Exploding gradients in RNNs

Vanilla RNNs feature another good example of unintuitive effects of backpropagation. I’ll copy paste a slide from CS231n that has a simplified RNN that does not take any input x, and only computes the recurrence on the hidden state (equivalently, the input x could always be zero):

Press enter or click to view image in full size

This RNN is unrolled for T time steps. When you stare at what the backward pass is doing, you’ll see that the gradient signal going backwards in time through all the hidden states is always being multiplied by the same matrix (the recurrence matrix Whh), interspersed with non-linearity backprop.

What happens when you take one number a and start multiplying it by some other number b (i.e. a*b*b*b*b*b*b…)? This sequence either goes to zero if |b| < 1, or explodes to infinity when |b|>1. The same thing happens in the backward pass of an RNN, except b is a matrix and not just a number, so we have to reason about its largest eigenvalue instead.

TLDR: If you understand backpropagation and you’re using RNNs you are nervous about having to do gradient clipping, or you prefer to use an LSTM. See a longer explanation in this CS231n lecture video.

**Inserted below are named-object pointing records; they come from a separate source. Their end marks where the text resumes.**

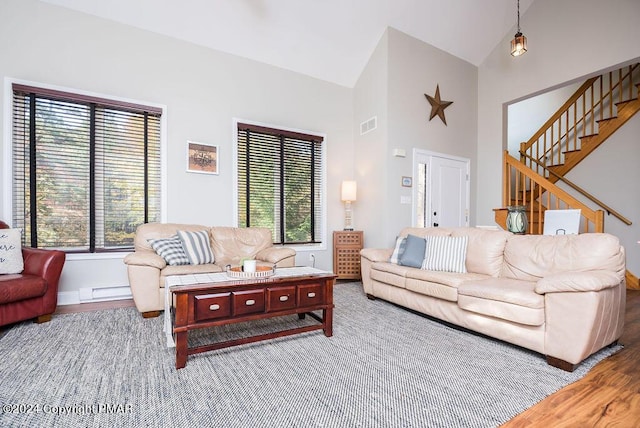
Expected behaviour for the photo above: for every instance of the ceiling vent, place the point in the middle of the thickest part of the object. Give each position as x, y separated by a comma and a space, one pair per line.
369, 125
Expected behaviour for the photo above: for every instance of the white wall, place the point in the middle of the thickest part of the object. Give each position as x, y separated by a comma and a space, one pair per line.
568, 40
526, 117
203, 91
371, 100
406, 69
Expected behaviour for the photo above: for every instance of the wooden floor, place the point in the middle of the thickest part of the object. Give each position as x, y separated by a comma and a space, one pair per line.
609, 395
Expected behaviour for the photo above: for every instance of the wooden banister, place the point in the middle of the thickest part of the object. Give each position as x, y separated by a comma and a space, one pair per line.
524, 187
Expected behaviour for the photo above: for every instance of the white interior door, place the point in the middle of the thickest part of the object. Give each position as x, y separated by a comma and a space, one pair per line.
441, 193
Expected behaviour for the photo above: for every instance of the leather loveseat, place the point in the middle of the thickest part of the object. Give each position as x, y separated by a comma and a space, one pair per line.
33, 293
560, 296
147, 270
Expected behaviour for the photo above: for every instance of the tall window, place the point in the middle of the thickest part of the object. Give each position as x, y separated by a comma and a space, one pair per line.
86, 170
280, 183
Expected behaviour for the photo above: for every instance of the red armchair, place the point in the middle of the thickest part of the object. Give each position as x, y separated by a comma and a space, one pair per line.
34, 292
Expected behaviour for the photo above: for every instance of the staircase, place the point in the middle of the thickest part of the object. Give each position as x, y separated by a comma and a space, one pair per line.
586, 120
598, 108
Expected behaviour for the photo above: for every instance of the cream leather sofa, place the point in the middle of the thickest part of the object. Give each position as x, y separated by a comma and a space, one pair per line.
147, 270
561, 296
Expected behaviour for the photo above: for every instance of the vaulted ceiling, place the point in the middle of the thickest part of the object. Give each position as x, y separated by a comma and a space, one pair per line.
331, 40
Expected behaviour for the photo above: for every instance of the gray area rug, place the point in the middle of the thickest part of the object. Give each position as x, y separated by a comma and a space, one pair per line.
384, 367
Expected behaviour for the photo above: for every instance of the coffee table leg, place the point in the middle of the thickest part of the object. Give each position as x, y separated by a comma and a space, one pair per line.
181, 350
182, 306
327, 317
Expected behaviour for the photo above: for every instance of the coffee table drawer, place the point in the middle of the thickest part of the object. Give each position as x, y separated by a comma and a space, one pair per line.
211, 306
247, 302
310, 295
281, 298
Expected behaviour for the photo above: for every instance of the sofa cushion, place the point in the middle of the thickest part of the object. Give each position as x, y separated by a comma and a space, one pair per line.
390, 273
170, 249
235, 243
531, 257
443, 285
485, 249
17, 287
189, 270
446, 253
414, 251
509, 299
197, 246
11, 251
398, 250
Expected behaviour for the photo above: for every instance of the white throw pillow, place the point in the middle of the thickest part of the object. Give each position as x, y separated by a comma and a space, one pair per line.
446, 254
196, 246
11, 251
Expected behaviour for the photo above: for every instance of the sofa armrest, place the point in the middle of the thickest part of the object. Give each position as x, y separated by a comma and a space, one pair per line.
376, 254
275, 254
46, 264
594, 280
143, 258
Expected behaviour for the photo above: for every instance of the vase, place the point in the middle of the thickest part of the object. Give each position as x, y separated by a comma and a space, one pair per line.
517, 219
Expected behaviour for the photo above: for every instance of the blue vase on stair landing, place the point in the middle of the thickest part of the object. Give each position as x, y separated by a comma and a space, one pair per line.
517, 219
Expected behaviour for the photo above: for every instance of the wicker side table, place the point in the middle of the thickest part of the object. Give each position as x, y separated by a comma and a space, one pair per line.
346, 253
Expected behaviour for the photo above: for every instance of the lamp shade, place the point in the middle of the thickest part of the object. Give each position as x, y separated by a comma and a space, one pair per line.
349, 189
518, 44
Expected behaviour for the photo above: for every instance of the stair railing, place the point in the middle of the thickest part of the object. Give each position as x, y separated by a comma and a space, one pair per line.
577, 117
525, 187
589, 196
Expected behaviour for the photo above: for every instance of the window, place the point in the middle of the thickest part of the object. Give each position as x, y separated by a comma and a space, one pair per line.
86, 170
280, 183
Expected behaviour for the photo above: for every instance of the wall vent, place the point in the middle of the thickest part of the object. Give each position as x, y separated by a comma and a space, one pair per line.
369, 125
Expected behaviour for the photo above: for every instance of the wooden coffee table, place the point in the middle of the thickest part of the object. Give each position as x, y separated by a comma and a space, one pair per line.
209, 304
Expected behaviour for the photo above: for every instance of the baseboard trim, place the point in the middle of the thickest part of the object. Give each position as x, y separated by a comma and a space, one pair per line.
94, 294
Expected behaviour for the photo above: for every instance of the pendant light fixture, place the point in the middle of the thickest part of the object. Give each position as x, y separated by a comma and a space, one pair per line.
519, 42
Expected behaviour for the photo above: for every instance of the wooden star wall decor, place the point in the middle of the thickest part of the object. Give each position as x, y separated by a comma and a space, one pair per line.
437, 105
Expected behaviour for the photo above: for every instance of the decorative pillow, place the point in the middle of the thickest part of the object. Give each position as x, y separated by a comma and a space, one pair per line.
197, 246
414, 251
401, 243
170, 249
11, 251
446, 254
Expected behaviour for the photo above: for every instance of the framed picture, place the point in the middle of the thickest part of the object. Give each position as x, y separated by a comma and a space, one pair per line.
202, 158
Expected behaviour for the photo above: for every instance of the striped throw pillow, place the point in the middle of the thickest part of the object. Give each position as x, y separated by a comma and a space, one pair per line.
446, 254
170, 249
196, 246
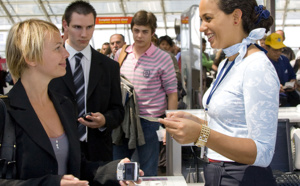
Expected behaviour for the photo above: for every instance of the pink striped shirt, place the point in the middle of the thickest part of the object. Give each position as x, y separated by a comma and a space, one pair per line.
153, 76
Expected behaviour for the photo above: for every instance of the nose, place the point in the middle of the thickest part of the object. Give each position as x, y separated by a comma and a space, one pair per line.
65, 53
202, 26
83, 33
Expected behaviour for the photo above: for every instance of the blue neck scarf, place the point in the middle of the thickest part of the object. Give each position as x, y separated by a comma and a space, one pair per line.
241, 48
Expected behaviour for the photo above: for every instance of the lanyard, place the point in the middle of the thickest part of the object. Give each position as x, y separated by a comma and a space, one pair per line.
218, 81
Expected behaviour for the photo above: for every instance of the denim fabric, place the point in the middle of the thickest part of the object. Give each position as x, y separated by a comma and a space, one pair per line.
147, 154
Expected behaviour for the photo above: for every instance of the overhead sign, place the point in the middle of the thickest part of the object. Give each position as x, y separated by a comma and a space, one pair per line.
185, 20
113, 20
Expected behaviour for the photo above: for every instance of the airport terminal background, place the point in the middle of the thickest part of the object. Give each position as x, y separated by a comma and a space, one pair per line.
169, 14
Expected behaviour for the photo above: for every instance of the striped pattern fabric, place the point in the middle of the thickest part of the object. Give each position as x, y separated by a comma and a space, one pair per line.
153, 76
79, 86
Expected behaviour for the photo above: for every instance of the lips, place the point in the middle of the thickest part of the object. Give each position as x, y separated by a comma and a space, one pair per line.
209, 36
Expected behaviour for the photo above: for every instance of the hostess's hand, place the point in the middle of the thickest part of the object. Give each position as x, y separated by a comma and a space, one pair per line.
181, 129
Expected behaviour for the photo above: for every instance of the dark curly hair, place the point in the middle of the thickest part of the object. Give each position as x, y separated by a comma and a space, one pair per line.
144, 18
249, 17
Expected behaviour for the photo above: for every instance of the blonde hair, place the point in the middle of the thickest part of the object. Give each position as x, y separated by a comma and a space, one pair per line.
25, 42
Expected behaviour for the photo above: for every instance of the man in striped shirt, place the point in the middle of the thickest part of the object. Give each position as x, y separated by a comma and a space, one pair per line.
152, 73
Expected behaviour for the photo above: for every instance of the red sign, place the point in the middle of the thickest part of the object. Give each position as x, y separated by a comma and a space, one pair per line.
184, 20
113, 20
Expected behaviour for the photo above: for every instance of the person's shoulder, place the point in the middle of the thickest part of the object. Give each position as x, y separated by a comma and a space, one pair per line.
257, 58
283, 59
103, 58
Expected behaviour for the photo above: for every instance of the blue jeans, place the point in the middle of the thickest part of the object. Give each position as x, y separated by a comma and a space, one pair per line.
147, 154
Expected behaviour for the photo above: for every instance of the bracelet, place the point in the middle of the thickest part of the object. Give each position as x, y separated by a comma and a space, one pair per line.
202, 139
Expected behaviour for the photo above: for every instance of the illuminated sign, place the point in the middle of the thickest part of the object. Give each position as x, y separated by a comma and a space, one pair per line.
113, 20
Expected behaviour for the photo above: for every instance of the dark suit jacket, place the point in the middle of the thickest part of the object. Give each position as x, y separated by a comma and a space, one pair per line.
104, 96
36, 161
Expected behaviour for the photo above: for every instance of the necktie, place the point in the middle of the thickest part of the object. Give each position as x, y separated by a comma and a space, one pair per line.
79, 86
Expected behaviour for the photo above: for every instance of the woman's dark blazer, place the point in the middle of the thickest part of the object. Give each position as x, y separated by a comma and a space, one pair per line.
36, 161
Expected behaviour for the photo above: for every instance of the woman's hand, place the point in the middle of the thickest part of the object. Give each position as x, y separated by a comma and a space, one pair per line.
131, 183
186, 115
181, 129
67, 180
97, 120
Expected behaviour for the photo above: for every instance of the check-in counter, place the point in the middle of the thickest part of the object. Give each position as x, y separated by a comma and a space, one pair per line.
174, 149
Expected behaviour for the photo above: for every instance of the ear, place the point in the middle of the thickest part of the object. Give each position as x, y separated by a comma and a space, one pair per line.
237, 16
153, 33
29, 62
65, 25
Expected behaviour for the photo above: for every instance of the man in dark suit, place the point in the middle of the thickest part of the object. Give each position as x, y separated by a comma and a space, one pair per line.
101, 83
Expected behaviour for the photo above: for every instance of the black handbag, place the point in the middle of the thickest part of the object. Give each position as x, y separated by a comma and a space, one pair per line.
7, 142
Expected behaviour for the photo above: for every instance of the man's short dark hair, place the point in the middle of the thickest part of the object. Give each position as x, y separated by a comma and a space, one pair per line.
167, 39
80, 7
144, 18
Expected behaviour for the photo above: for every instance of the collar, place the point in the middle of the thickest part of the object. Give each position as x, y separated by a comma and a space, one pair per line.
241, 48
87, 52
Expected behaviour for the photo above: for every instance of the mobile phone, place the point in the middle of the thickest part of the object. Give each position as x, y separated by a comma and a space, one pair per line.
85, 115
128, 171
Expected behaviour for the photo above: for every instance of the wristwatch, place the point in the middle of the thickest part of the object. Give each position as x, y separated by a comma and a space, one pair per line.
202, 139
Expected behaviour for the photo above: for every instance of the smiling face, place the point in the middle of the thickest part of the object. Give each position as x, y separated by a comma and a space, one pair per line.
142, 36
116, 42
80, 30
54, 57
216, 25
164, 45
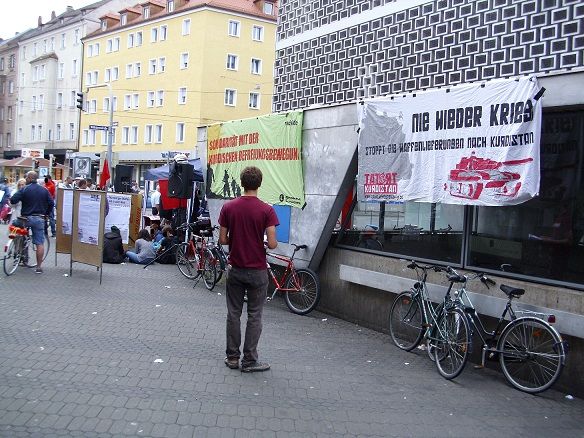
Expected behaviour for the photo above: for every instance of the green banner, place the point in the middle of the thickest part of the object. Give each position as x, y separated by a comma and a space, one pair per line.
273, 143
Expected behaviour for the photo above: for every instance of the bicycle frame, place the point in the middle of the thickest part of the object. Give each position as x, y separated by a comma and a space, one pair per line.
287, 272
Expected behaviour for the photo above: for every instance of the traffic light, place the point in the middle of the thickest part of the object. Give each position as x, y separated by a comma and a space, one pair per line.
80, 101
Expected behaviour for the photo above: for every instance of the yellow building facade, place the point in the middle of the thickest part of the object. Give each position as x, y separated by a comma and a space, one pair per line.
169, 72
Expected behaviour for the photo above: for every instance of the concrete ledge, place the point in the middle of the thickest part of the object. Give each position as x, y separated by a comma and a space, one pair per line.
567, 323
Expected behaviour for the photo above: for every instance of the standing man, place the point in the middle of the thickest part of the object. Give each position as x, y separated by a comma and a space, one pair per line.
155, 201
244, 221
36, 204
50, 186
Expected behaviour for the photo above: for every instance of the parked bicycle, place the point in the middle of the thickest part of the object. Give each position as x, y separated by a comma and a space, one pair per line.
20, 250
301, 287
195, 259
413, 317
530, 351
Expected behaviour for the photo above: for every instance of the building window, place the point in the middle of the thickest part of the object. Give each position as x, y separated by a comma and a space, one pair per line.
158, 134
125, 135
254, 100
148, 134
182, 95
268, 8
230, 97
233, 28
256, 66
184, 60
257, 33
231, 62
134, 134
186, 28
180, 132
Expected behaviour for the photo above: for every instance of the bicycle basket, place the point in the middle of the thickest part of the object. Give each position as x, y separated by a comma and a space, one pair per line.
14, 231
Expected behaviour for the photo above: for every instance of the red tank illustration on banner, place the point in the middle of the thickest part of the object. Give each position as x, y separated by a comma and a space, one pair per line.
474, 176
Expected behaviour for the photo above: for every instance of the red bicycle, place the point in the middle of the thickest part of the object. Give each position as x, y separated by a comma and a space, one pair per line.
301, 287
195, 259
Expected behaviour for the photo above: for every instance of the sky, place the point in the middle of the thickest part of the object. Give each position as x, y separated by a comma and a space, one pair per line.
16, 18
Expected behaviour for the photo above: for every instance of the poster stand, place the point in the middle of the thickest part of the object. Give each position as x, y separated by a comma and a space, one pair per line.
64, 220
88, 225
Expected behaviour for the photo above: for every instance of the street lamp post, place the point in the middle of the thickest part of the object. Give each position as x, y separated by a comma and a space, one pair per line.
110, 131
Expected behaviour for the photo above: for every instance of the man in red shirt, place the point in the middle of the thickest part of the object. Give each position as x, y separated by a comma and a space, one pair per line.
50, 186
244, 221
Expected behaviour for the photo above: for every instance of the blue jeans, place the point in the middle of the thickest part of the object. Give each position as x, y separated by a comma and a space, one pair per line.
37, 225
255, 282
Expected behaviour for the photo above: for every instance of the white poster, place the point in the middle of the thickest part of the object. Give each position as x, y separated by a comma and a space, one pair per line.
118, 210
88, 218
470, 144
67, 212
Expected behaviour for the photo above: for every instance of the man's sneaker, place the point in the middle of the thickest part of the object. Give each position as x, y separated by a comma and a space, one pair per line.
232, 363
255, 367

Spotted in the Wild: DQN Clipping

Lets look at one more — the one that actually inspired this post. Yesterday I was browsing for a Deep Q Learning implementation in TensorFlow (to see how others deal with computing the numpy equivalent of Q[:, a], where a is an integer vector — turns out this trivial operation is not supported in TF). Anyway, I searched “dqn tensorflow”, clicked the first link, and found the core code. Here is an excerpt:

Press enter or click to view image in full size

If you’re familiar with DQN, you can see that there is the target_q_t, which is just [reward * \gamma \argmax_a Q(s’,a)], and then there is q_acted, which is Q(s,a) of the action that was taken. The authors here subtract the two into variable delta, which they then want to minimize on line 295 with the L2 loss with tf.reduce_mean(tf.square()). So far so good.

The problem is on line 291. The authors are trying to be robust to outliers, so if the delta is too large, they clip it with tf.clip_by_value. This is well-intentioned and looks sensible from the perspective of the forward pass, but it introduces a major bug if you think about the backward pass.

The clip_by_value function has a local gradient of zero outside of the range min_delta to max_delta, so whenever the delta is above min/max_delta, the gradient becomes exactly zero during backprop. The authors are clipping the raw Q delta, when they are likely trying to clip the gradient for added robustness. In that case the correct thing to do is to use the Huber loss in place of tf.square:

def clipped_error(x): 
return tf.select(tf.abs(x) < 1.0, 
0.5 * tf.square(x), 
tf.abs(x) - 0.5) # condition, true, false

It’s a bit gross in TensorFlow because all we want to do is clip the gradient if it is above a threshold, but since we can’t meddle with the gradients directly we have to do it in this round-about way of defining the Huber loss. In Torch this would be much more simple.

I submitted an issue on the DQN repo and this was promptly fixed.

In conclusion

Backpropagation is a leaky abstraction; it is a credit assignment scheme with non-trivial consequences. If you try to ignore how it works under the hood because “TensorFlow automagically makes my networks learn”, you will not be ready to wrestle with the dangers it presents, and you will be much less effective at building and debugging neural networks.

The good news is that backpropagation is not that difficult to understand, if presented properly. I have relatively strong feelings on this topic because it seems to me that 95% of backpropagation materials out there present it all wrong, filling pages with mechanical math. Instead, I would recommend the CS231n lecture on backprop which emphasizes intuition (yay for shameless self-advertising). And if you can spare the time, as a bonus, work through the CS231n assignments, which get you to write backprop manually and help you solidify your understanding.

That’s it for now! I hope you’ll be much more suspicious of backpropagation going forward and think carefully through what the backward pass is doing. Also, I’m aware that this post has (unintentionally!) turned into several CS231n ads. Apologies for that :)